Todas las magnitudes de la firma son positivas, excepto una. El valor de la acción. Es cierto que desde la llegada de Pablo Isla la revalorización del grupo en Bolsa se ha multiplicado por cuatro, pero en el último año ha perdido una cuarta parte de su valor. Es una situación que muchos analistas no se explican. Inditex sigue dando beneficios y creciendo, pero esa buena salud no se traslada a los mercados. El pasado 7 de marzo, la acción de la multinacional marcó su valor más bajo desde julio de 2013 al caer por debajo de los 20 euros por cada título. Un suelo que no había tocado ni en el peor momento de la pandemia hace dos años.

Más dinero para los accionistas

Para intentar levantar la acción, la textil ha anunciado para este año una retribución al accionista de 0,93 euros por título, compuesto por un dividendo ordinario de 0,63 euros y un dividendo extraordinario de 0,30 euros por acción. Esta cifra supone un tercio más que el ejercicio anterior.

La compañía retribuirá este año a sus accionistas con casi 3.000 millones (2.898). Nunca antes se había alcanzado esta cifra. También será la prima vez que deberá recurrir a las reservas para completar el pago.

Uno de los grandes beneficiados será el fundador del grupo, Amancio Ortega, que ingresará 1.718 millones en concepto de dividendos, por encima de los 1.294 que percibió el ejercicio pasado. Además, el consejo acordó establecer un dividendo extraordinario de 0,40 euros por acción para el ejercicio 2022, que se sumará al ordinario para ser distribuido a lo largo del siguiente año.

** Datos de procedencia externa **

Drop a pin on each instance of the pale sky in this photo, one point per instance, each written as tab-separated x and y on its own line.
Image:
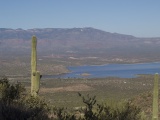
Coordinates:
140	18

Cuatro veces más grande que cuando llegó

Pablo Isla cerrará el próximo jueves 17 años seguidos de expansión del negocio de Inditex. Y si de negocio hablamos, lo primero que se mira son la facturación y los beneficios que consigue una empresa. En estas casi dos décadas al frente de la compañía ha multiplicado por cuatro estas dos magnitudes. En 2005, su primer año como consejero delegado y vicepresidente de la multinacional, las ventas alcanzaron los 803 millones. El pasado 16 de marzo, cuando presentó los resultados de 2021, se elevaron un 36% respecto a 2020 y alcanzaron los 27.716 millones, solo 500 por debajo de la cifra récord de 2019. En cuanto a los beneficios ocurrió algo similar. Han pasado de los 803 de hace 17 años a los 3.243 de 2021. Todo estaba previsto para que este año las ganancias superasen por primera vez los 4.000 millones, pero la pandemia lo ha impedido. Isla no es muy aficionado a realizar apariciones públicas, excepto cuando hay presentación de resultados o se produce la junta general de accionistas. Pero en un evento en el que participó en 2006, un año después de llegar a Inditex, reconoció que la internacionalización de la empresa es, más que un objetivo, una necesidad para las compañías que quieran ser actores principales de la economía moderna. Y ha cumplido esas palabras. Inditex es hoy una multinacional más grande que cuando la cogió. En aquel momento, la firma gallega tenía abiertas poco más de 2.600 tiendas. Ahora rozan las 6.500, mientras que los países en los que opera han pasado de 62 a más de 200. Sin esa vocación de internacionalización que ha imprimido Isla al negocio de Inditex no se entendería su historia de éxito.